Product Principles are the fundamental values that we use to validate every action, decision, or move the product team makes.
They complement our Product Vision (where we want to go), Product Strategy (what we’ll do) and our KPIs (have we been successful) by outlining how we’ll get there.
We believe that Sourcegraph will be a long-term enduring business to achieve our goal of making it so everyone can code. To support this, we should not build any feature that encourages short-term usage but may have a detrimental impact on our reputation or perception with our users. These include features considered dark or anti-patterns (e.g. default opt-ins, misleading UX) as well as intrusive or disruptive user notifications (e.g. hard to dismiss banners, context-unaware pop-ups etc.).

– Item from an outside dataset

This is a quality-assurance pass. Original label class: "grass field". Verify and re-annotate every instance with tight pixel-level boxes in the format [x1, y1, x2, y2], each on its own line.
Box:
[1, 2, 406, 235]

We believe that our growth will be driven by solving developer’s painpoints and making them more productive. We don’t need to rely on any cheap tricks or “hacks” to drive our business.
Each project, no matter how long-running, needs to plan to ship something in each release. The “something” depends on the project. We strongly prefer for it to be a minimal viable feature that is enabled by default. The next best thing is to ship something that is feature-flagged off by default. When possible, larger features should be merged mid-cycle to solicit feedback from the team and customers before the release is cut. The reason for this is to avoid going for too long without customer feedback (from users trying it) or even technical/product feedback (from performing the diligent work of polishing it to be ready to release). Lacking these critical checks means we will end up building something that doesn’t solve people’s problems or that is over-built.
When we have relaxed this in the past, the results have been bad and the overwhelming feedback from retrospectives has been to release regularly.